Bisnis.com, JAKARTA — Bank Indonesia memangkas suku bunga acuan BI 7 Days Reverse Repo Rate (BI7DRR) sebanyak 25 bps menjadi 3,50 persen. Langkah BI tersebut dinilai akan memberikan dampak positif bagi pasar obligasi Indonesia.
Sebagai gambaran, sejak Juli 2019 hingga penurunan suku bunga hari ini, Bank Sentral telah menurunkan suku bunga acuan sebanyak 250 bps. Pun, posisi suku bunga 3,50 persen merupakan yang terendah sepanjang sejarah.
Direktur Mandiri Sekuritas Heru Handayanto mengatakan secara umum penurunan suku bunga akan berdampak positif bagi pasar obligasi, sebagaimana terjadi pada 2019 dan 2020 lalu.
Menurut Heru, Indonesia memang masih memiliki ruang untuk menurunkan suku bunga karena angka inflasi masih sangat rendah sehingga masih memberikan tingkat bunga riil yang relatif tinggi dibandingkan dengan negara berkembang lainnya.
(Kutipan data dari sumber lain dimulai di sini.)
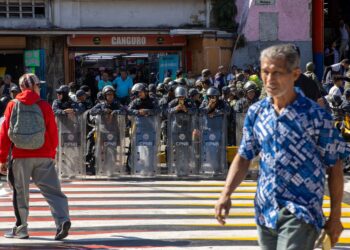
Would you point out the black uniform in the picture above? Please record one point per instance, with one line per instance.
(59, 106)
(148, 103)
(220, 108)
(189, 104)
(98, 109)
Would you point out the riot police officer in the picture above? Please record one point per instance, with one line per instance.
(64, 105)
(181, 104)
(214, 106)
(108, 106)
(163, 105)
(83, 103)
(195, 96)
(250, 97)
(143, 109)
(161, 90)
(152, 90)
(110, 103)
(143, 104)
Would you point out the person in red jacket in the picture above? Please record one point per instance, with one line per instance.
(37, 164)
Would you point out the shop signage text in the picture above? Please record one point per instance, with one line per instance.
(129, 40)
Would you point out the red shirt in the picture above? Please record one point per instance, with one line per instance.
(48, 150)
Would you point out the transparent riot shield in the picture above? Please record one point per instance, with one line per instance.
(181, 148)
(213, 144)
(145, 140)
(71, 129)
(110, 145)
(239, 127)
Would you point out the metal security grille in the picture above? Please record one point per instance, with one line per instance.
(22, 9)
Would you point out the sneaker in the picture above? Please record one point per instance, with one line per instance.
(62, 231)
(20, 232)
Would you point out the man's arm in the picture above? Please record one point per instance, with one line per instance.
(238, 171)
(336, 188)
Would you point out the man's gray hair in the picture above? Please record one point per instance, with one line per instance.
(287, 52)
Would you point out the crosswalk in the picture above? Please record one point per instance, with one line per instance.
(139, 213)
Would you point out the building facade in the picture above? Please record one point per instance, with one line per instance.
(54, 38)
(274, 21)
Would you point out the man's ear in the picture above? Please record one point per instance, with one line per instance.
(296, 73)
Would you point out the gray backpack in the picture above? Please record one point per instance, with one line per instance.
(27, 126)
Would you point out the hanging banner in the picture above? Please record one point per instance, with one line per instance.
(168, 65)
(2, 71)
(32, 58)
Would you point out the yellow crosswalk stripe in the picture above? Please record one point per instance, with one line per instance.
(344, 205)
(252, 214)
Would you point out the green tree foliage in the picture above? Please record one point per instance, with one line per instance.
(224, 13)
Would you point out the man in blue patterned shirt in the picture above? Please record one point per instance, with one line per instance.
(298, 145)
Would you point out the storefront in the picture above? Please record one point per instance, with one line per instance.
(160, 54)
(12, 56)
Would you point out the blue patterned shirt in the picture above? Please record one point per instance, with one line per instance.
(296, 147)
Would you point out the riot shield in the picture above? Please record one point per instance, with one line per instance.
(110, 144)
(239, 127)
(71, 130)
(145, 140)
(181, 151)
(213, 144)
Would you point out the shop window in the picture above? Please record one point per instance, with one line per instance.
(22, 9)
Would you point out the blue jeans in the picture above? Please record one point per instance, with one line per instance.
(290, 234)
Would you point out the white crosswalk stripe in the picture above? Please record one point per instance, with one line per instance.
(137, 214)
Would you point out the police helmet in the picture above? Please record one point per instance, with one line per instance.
(180, 92)
(249, 86)
(239, 85)
(138, 87)
(198, 83)
(181, 81)
(15, 89)
(172, 85)
(152, 88)
(336, 100)
(347, 93)
(63, 89)
(4, 100)
(161, 87)
(310, 66)
(107, 89)
(213, 92)
(167, 80)
(193, 92)
(206, 72)
(225, 90)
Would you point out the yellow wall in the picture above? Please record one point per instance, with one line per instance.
(210, 53)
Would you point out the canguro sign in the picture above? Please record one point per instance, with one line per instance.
(129, 40)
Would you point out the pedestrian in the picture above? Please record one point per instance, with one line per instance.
(181, 104)
(331, 54)
(104, 81)
(8, 84)
(298, 146)
(123, 85)
(34, 160)
(64, 105)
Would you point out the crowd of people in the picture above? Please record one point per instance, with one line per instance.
(294, 135)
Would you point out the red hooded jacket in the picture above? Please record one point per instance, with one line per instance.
(48, 150)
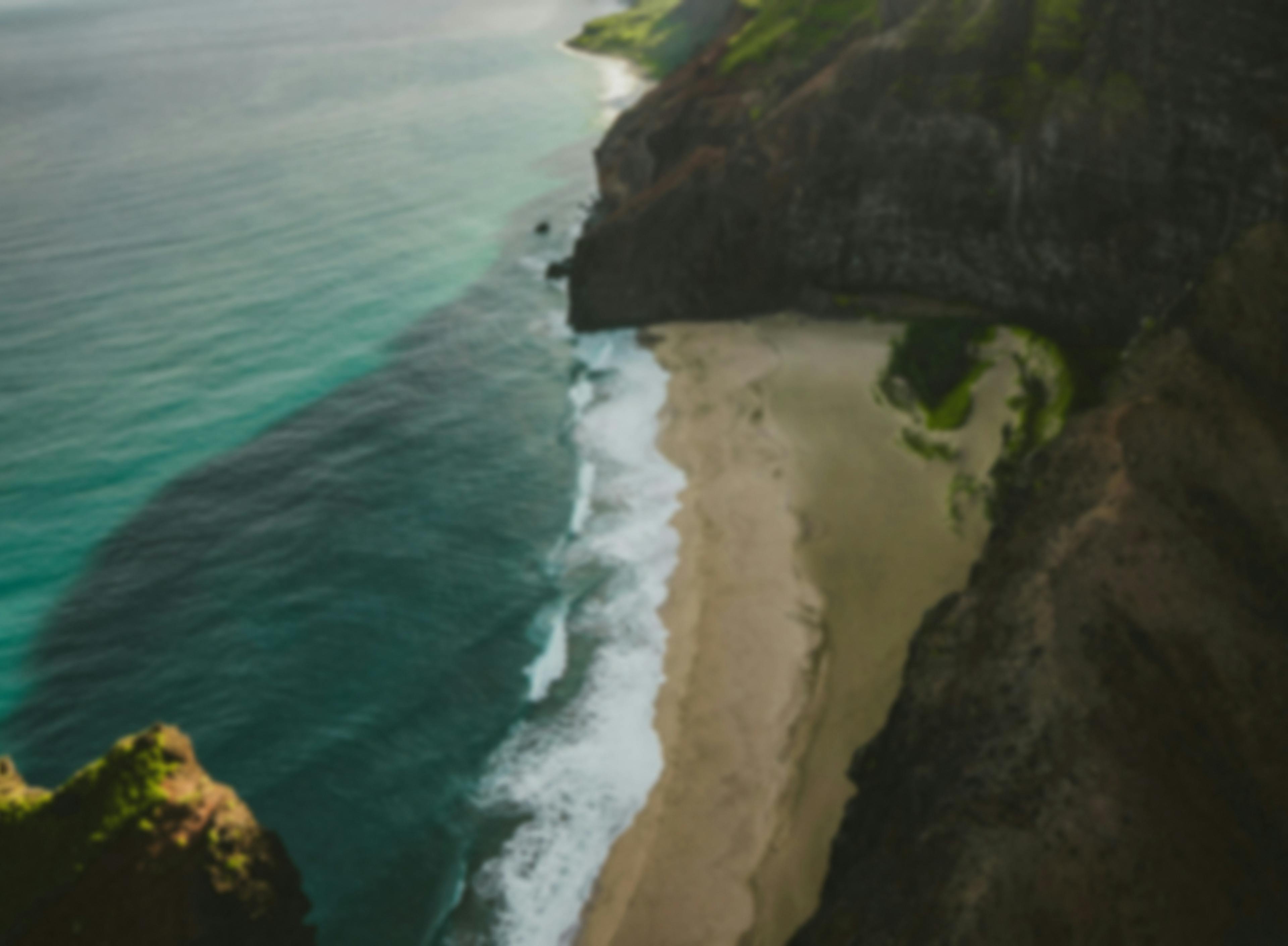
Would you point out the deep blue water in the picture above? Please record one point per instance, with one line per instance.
(296, 453)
“Jadi suku bunga yang lebih rendah tentu akan bagus untuk pasar obligasi,” ujarnya dalam sesi webinar, Kamis (18/2/2021)
Dia juga memaparkan bahwa tren suku bunga rendah dan banjir likuiditas masih akan terus langgeng bahkan hingga tahun depan. Seiring dengan itu, tren yield rendah juga akan bertahan di pasar obligasi Indonesia.
Baca Juga
Dia mengestimasikan yield bond Indonesia tenor 10 tahun bisa terus turun hingga kisaran 5,75 persen—6 persen. Namun, angka tersebut masih lebih tinggi dari rata-rata 10 tahun terakhir dan jauh lebih tinggi dibanding yiled yang ditawarkan negara berkembang lainnya.
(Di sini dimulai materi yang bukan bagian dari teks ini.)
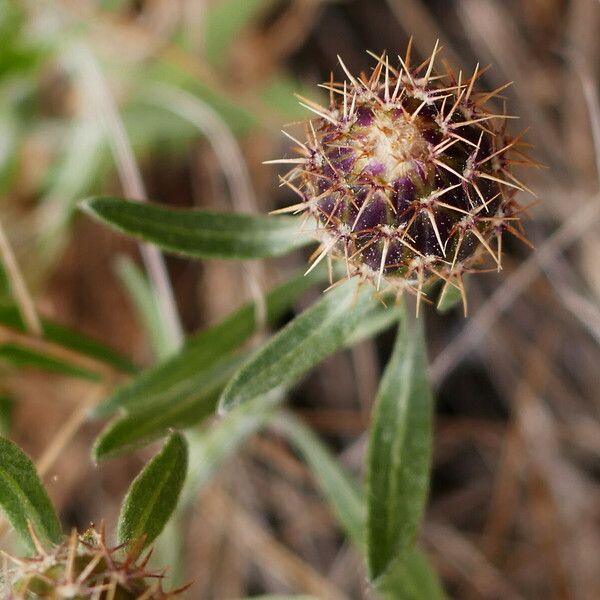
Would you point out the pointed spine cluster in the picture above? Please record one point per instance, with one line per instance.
(408, 175)
(83, 568)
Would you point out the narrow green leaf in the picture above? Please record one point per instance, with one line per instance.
(399, 451)
(23, 497)
(143, 299)
(210, 448)
(67, 337)
(412, 578)
(343, 495)
(319, 331)
(190, 402)
(6, 413)
(24, 357)
(153, 495)
(166, 382)
(200, 234)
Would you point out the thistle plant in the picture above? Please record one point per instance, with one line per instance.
(407, 174)
(85, 567)
(406, 178)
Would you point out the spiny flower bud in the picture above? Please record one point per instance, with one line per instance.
(84, 568)
(408, 176)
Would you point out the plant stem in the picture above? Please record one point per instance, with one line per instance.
(18, 287)
(133, 187)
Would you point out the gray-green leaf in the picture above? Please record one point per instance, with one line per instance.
(319, 331)
(192, 400)
(24, 499)
(174, 379)
(200, 234)
(412, 578)
(343, 495)
(399, 451)
(153, 495)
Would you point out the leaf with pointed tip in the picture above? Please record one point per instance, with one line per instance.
(153, 495)
(63, 336)
(327, 326)
(196, 400)
(212, 446)
(142, 297)
(399, 451)
(24, 499)
(200, 234)
(175, 378)
(411, 578)
(343, 495)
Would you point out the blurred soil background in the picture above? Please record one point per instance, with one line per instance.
(514, 510)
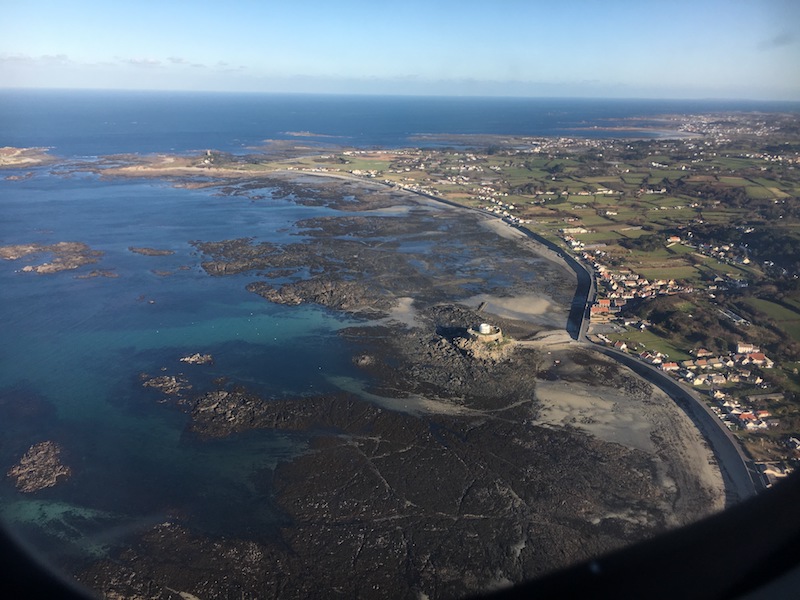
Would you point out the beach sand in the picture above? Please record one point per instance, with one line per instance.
(645, 419)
“Jika demikian, dengan asumsi pandemi Covid dapat terkendali dan defisit fiskal bisa pulih maksimal -3 persen dari PDB 2021, imbal hasil dari obligasi pemerintah di tahun ini bisa mencapai sekitar 6—8 persen,” tuturnya.
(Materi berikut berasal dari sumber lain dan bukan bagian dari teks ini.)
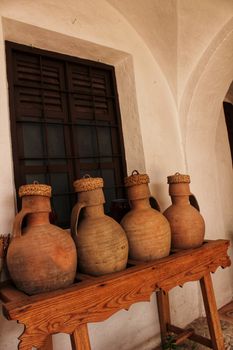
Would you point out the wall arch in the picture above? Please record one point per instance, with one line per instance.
(207, 157)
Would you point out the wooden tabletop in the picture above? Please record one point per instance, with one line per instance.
(93, 299)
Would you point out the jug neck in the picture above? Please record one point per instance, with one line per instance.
(36, 219)
(181, 200)
(94, 211)
(36, 204)
(179, 189)
(92, 198)
(142, 203)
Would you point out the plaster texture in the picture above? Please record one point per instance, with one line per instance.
(173, 63)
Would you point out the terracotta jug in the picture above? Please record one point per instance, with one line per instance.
(148, 231)
(101, 241)
(187, 224)
(41, 257)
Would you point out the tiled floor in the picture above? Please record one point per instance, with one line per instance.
(226, 312)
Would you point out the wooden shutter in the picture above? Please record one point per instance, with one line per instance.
(65, 122)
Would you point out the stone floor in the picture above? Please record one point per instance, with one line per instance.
(200, 326)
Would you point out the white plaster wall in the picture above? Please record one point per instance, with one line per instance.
(100, 33)
(200, 20)
(162, 133)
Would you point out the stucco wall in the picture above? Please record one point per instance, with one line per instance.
(170, 116)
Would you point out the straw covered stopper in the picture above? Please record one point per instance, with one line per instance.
(178, 178)
(136, 179)
(88, 183)
(35, 189)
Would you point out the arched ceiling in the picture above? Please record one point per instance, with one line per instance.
(177, 32)
(156, 23)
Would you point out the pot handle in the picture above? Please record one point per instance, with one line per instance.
(154, 203)
(74, 217)
(17, 232)
(193, 201)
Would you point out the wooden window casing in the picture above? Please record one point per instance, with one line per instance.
(65, 123)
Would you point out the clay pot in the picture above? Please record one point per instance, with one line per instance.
(148, 231)
(41, 257)
(187, 224)
(101, 242)
(4, 243)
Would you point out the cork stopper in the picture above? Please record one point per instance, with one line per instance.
(178, 178)
(88, 183)
(35, 189)
(136, 179)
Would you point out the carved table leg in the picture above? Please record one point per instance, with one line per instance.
(164, 313)
(212, 313)
(80, 338)
(48, 345)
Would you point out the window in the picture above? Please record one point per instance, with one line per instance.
(228, 110)
(65, 123)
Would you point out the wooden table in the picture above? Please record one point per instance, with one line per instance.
(94, 299)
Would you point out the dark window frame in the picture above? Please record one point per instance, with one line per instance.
(73, 160)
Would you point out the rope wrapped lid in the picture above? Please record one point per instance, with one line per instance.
(136, 179)
(88, 183)
(178, 178)
(35, 189)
Kendati demikian, dia tetap mengingatkan beberapa hal yang menjadi tetap harus diperhatikan antara lain peningkatan kasus Covid-19 di Indonesia dan progres vaksinasi yang tak sesuai harapan, serta pelonggaran kuantitatif di AS yang lebih cepat dari prediksi.
Menurut Heru, pelonggaran kuantitatif akan berdampak pada aliran masuk portofolio asing. Namun, dengan adanya permintaan yang solid dari dalam negeri dan adanya sovereign wealth fund, hal tersebut dapat diimbangi.
“Kita punya SWF yang berpotensi dapat menarik lebih banyak aliran masuk asing yang berasal dari foreign direct investment, ini untuk mengimbangi penurunan risiko aliran masuk portofolio karena pengurangan quantitative easing AS,” pungkasnya.